Amenities: What’s Standard, What Isn’t

The rooftop pool, fitness center, arcade, and study spaces are standard across nearly every building on this stretch of Spring Street, including both comparison properties above. None of it is unique to The Mark.
Who The Mark Suits, and Who It Doesn’t
The Mark suits a student who wants the widest floor-plan selection on the block, particularly a larger group looking at a 5-bedroom or 6-bedroom unit that University House and Square on Fifth don’t offer. It suits someone comfortable confirming parking, pet, and cancellation costs directly, rather than relying on a review that’s already a year and a half old on some figures.

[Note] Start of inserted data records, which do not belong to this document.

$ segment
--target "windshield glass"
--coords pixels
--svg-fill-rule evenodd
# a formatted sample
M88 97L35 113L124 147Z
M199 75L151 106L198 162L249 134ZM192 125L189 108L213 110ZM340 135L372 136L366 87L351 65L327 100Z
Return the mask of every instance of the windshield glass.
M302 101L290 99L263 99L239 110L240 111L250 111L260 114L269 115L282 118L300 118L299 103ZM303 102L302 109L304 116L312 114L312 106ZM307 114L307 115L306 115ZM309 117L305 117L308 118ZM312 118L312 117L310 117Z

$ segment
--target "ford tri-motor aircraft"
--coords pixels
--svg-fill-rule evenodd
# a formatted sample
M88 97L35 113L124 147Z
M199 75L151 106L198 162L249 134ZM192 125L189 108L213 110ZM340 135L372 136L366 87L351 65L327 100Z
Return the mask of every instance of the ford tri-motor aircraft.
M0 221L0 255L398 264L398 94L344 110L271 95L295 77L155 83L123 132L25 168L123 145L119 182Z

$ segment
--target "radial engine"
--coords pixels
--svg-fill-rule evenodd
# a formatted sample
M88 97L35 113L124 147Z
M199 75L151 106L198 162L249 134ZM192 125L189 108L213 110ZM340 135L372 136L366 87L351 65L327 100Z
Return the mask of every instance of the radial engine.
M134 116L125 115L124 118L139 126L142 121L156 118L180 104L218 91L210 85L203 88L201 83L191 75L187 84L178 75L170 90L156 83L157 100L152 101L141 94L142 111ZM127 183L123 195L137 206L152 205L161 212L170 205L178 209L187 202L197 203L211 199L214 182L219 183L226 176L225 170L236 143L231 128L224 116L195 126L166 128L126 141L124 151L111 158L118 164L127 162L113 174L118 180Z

It suits less well someone chasing the lowest possible entry price: University House’s published range starts lower, even accounting for its separate annual administrative fee. It also suits less well someone who needs a firm, dated answer on distance to campus today. No source here gives that, and the property itself doesn’t publish a walk time at all.